My neighbour exclaimed “It's crawling around on the floor. I don't know what we should do...” I donned a pair of gloves and found a small box in readiness. There, grounded, was one of our smallest mammals – the pipistrelle – weighing less than a two pence piece, wings neatly folded as it crawled across the ground.
Creatures of the night...
Carefully lifted into the box, it spent the rest of the day tucked away under the folds of a garden glove, clinging tightly with clawed feet. A damp cloth provided an opportunity for a drink and to reduce the chance of overheating. As the warmth of the day gave way to the cooler dusk and dew gathered on the grass, the box was left on a garden table, lid opened to the darkness.

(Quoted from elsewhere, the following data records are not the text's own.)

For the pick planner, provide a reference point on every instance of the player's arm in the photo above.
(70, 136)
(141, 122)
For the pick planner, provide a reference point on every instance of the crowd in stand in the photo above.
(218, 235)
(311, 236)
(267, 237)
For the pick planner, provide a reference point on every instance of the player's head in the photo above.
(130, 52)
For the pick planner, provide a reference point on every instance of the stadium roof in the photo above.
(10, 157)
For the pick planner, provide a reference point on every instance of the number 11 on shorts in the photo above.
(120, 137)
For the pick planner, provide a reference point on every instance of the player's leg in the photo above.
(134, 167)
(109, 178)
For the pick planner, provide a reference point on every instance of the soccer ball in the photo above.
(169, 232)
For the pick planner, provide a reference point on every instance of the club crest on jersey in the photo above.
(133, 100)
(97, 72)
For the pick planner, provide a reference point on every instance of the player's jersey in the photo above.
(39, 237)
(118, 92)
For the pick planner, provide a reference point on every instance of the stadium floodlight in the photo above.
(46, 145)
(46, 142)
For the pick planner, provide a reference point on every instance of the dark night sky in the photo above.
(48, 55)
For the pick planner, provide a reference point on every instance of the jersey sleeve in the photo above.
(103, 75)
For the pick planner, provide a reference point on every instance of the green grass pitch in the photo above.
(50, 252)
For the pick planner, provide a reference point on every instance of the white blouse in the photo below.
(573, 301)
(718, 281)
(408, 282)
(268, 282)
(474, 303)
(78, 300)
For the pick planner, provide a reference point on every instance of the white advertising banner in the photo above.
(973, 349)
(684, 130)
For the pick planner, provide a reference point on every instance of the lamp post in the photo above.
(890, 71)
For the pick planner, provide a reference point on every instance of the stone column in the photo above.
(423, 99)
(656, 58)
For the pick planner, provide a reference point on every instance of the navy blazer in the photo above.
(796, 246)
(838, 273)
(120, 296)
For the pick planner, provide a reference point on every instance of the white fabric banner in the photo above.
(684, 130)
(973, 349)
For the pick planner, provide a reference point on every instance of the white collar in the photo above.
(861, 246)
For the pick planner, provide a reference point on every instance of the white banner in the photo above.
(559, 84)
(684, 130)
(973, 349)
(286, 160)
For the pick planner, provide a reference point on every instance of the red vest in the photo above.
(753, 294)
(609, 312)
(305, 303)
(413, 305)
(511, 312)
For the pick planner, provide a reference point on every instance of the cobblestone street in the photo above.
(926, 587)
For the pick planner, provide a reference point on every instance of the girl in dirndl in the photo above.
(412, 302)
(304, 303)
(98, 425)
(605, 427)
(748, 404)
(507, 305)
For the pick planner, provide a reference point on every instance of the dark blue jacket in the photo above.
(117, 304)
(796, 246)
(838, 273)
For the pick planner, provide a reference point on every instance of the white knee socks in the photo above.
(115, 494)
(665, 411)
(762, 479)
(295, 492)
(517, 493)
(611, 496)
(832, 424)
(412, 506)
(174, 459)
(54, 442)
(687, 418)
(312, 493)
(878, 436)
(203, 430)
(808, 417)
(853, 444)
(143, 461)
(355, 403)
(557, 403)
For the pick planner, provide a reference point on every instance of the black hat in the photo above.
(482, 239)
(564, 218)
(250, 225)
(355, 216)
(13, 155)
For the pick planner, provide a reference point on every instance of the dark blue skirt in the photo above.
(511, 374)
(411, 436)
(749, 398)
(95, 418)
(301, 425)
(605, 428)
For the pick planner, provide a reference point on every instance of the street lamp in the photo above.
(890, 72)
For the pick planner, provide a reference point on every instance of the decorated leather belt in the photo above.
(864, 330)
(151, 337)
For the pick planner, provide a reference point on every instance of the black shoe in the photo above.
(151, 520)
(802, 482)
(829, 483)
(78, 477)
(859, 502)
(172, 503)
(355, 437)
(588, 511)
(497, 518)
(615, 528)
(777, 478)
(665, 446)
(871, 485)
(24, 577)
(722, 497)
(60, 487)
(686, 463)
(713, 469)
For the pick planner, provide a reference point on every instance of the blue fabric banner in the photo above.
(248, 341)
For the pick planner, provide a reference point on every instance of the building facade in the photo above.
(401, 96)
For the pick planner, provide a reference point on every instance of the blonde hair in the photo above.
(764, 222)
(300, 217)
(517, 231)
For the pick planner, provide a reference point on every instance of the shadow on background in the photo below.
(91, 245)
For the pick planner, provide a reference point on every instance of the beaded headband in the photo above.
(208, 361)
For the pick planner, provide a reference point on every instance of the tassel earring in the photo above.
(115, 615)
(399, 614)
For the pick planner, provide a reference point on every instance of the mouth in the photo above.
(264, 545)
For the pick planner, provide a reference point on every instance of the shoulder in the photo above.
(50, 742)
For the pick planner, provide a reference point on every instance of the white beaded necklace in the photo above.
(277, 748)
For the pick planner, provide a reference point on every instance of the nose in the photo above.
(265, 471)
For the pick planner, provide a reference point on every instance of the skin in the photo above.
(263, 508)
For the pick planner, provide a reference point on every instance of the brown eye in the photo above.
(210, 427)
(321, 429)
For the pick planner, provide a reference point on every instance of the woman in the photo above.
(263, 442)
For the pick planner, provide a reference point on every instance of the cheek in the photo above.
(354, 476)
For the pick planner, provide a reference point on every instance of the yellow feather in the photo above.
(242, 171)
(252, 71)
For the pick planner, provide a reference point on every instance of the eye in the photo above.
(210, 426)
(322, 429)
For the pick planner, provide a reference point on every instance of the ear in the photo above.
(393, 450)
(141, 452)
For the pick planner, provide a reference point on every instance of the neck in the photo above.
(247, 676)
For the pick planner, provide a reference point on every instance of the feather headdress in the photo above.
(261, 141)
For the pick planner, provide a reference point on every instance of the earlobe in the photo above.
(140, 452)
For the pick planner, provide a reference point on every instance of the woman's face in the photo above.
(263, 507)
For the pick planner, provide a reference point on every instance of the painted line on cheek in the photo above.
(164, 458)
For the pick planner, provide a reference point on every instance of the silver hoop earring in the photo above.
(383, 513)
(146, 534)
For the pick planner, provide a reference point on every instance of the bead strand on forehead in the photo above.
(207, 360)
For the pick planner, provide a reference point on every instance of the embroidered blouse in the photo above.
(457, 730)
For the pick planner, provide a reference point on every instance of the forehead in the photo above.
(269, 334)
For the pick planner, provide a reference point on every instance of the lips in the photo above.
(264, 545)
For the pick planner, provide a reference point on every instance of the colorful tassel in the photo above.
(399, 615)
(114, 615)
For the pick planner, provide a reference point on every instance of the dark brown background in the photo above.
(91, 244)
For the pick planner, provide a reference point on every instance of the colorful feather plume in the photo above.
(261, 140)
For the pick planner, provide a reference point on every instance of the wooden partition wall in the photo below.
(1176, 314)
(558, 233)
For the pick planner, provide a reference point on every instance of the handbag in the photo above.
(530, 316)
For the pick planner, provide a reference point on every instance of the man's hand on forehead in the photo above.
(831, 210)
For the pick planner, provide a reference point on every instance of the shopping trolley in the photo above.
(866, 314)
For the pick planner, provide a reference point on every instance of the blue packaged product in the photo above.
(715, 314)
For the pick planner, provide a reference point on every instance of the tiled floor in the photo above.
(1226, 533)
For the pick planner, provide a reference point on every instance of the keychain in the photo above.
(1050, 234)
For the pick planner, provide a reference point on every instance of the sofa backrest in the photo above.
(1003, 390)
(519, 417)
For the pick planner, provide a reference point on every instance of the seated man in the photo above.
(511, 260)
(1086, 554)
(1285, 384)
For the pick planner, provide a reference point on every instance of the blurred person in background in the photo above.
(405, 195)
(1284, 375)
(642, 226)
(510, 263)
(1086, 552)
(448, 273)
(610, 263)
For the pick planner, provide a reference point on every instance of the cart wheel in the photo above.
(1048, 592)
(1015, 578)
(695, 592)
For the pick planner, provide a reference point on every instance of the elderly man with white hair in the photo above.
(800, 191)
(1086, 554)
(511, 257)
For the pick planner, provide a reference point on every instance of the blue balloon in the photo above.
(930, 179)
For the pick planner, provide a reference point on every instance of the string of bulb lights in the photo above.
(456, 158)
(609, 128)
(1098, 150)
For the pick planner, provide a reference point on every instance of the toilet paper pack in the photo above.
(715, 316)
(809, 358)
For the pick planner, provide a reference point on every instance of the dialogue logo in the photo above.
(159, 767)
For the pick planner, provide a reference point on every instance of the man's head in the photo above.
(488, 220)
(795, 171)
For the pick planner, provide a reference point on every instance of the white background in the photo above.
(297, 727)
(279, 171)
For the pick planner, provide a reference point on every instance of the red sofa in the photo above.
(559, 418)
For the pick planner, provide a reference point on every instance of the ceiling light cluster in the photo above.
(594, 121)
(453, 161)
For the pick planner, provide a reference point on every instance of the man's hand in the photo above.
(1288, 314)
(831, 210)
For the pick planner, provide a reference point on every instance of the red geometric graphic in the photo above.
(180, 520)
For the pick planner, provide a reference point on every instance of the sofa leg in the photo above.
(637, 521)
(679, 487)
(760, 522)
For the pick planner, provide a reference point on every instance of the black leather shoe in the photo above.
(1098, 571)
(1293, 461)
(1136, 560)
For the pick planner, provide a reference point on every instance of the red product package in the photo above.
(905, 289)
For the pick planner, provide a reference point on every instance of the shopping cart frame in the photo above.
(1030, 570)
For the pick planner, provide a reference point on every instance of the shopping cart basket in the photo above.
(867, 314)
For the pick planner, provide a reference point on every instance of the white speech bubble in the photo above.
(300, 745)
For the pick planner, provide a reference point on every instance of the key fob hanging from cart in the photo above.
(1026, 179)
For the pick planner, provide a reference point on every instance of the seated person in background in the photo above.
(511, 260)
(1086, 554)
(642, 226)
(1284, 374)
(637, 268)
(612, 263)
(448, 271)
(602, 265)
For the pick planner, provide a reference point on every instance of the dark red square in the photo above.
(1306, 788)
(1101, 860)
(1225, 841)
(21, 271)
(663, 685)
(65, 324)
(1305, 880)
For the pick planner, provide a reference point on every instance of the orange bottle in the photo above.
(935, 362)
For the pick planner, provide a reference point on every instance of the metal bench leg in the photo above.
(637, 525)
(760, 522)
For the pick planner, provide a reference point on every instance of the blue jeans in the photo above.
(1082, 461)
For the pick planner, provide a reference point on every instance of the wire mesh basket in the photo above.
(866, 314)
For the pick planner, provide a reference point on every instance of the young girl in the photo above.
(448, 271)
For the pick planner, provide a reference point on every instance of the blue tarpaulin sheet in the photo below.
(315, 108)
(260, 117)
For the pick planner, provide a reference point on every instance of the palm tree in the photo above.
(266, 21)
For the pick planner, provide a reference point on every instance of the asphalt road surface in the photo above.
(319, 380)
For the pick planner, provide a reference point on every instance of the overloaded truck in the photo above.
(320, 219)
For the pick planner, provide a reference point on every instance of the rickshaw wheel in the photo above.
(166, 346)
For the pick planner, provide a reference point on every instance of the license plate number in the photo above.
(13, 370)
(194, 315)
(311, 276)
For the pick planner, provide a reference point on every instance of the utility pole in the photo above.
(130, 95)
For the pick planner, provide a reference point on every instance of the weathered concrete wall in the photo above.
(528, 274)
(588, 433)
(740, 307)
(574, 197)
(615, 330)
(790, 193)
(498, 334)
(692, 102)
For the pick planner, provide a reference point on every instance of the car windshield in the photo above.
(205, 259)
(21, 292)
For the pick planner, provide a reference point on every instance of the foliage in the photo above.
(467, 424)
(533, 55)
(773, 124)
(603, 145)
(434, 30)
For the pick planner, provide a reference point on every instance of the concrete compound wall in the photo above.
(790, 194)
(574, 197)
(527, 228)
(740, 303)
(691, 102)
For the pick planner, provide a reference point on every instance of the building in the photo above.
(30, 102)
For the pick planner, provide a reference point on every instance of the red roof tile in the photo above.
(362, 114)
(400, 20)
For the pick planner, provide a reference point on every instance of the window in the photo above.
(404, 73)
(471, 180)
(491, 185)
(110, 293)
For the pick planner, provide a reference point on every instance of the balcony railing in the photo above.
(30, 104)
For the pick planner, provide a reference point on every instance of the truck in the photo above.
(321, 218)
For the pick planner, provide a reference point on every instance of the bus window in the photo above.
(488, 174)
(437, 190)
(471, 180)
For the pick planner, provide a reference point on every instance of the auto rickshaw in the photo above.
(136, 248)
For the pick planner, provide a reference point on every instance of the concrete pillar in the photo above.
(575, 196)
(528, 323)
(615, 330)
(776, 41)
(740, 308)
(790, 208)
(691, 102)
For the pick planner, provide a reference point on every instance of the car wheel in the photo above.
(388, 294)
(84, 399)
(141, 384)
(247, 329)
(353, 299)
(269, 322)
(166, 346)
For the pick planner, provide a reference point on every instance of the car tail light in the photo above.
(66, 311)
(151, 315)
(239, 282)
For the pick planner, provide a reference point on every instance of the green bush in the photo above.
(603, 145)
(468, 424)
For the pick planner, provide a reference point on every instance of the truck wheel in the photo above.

Our grounded visitor departed almost as quickly as it arrived, wings unfurled, a few jerky movements and it was airborne; the erratic staccato flight not a sign of problems, but a tell-tale sign that our pipistrelle bat was up, up and away. The night sky offered itself up and our bat took a few circuits of the garden before sliding off across a horse paddock to search out flying insects for sustenance.
Meanwhile, I remained grounded in the blackness, dog by my side, listening to the distant hoot of another night time actor in the nearby copse. The calm and cool of the evening air provided respite from the heat of another midsummer's day.